Понемногу он смирился с тем, что не рожден для джентльменства. А позже подметил, что фриковатость в сочетании с коммуникабельностью в интернациональной математической среде располагают к себе куда лучше брюзгливой набоковщины и остранённого дендизма. Артём перестал стричься и бриться, накупил себе разноцветных, оранжевых, розовых, фиолетовых штанов, курточек с остроконечными капюшонами, поношенных, тупоносых мартенсов, а завершающую образ деталь  - алый бархатный берет с зелёным помпоном - ему подарила Александра, привезла из Боливии, с  какого-то деревенского рынка. По-английски за восемнадцать лет американских аспирантства и постдоков ему выучиться, конечно, пришлось, но говорил он на нём только по самой крайней необходимости, снисходя, иронизируя, дистанцируясь. Раз в Париже французы начали было свой семинар на родном, но спохватились после первой четверти часа: здесь же Артём, он же не понимает. "Не понимаю, но это и не важно. Продолжайте!" - нагло ответил он, развалился на стуле, надвинул на брови берет, полузакрыл глаза. Хамство тоже проходило по разряду эксцентричности, им нельзя было злоупотреблять, но в малых дозах оно неплохо обращало на себя внимание. Его помнили. О нём говорили.
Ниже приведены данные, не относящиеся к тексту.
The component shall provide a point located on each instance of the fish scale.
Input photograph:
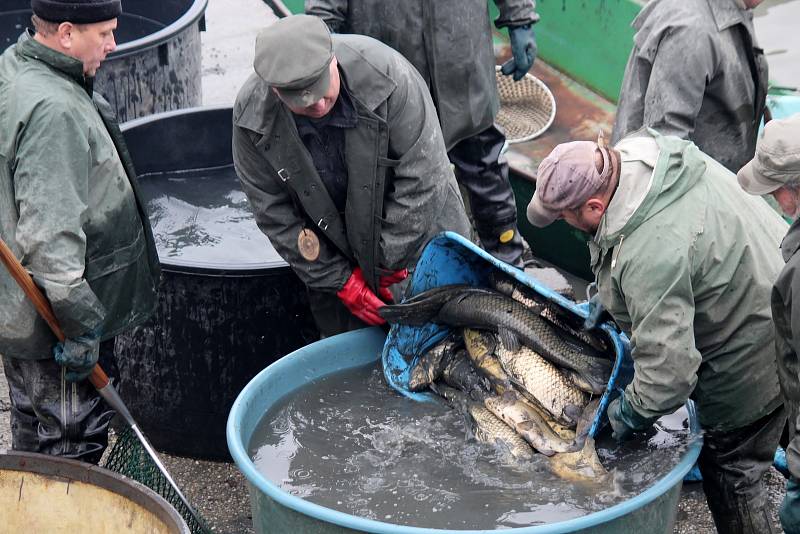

Правда, в плохие минуты он всё чаще задавался вопросом, помнят ли его за его теоремы или за фиолетовые штаны и громкий храп на чужих докладах. А потому немногих встречавшихся ему русских, по-настоящему овладевших языками и манерами, тихо и обаятельно ненавидел. В пику входившему в моду русскому европейству Артём даже заделался патриотом. "А вы знаете, малята, что это у Пушкина за остров такой, Буян? - Это немецкий Рюгген. Славянским был когда-то. И будет!" История острова Буяна, а также рассказы о его собственных странствиях среди мордвы и чуди, в каких-то озерных краях Ленинградской области, где он якобы по полгода живал без электричества и интернета и творил плодотворно, как нигде и никогда, пользовались неизменных успехом у юных соотечественниц. Девушки льнули к нему всегда.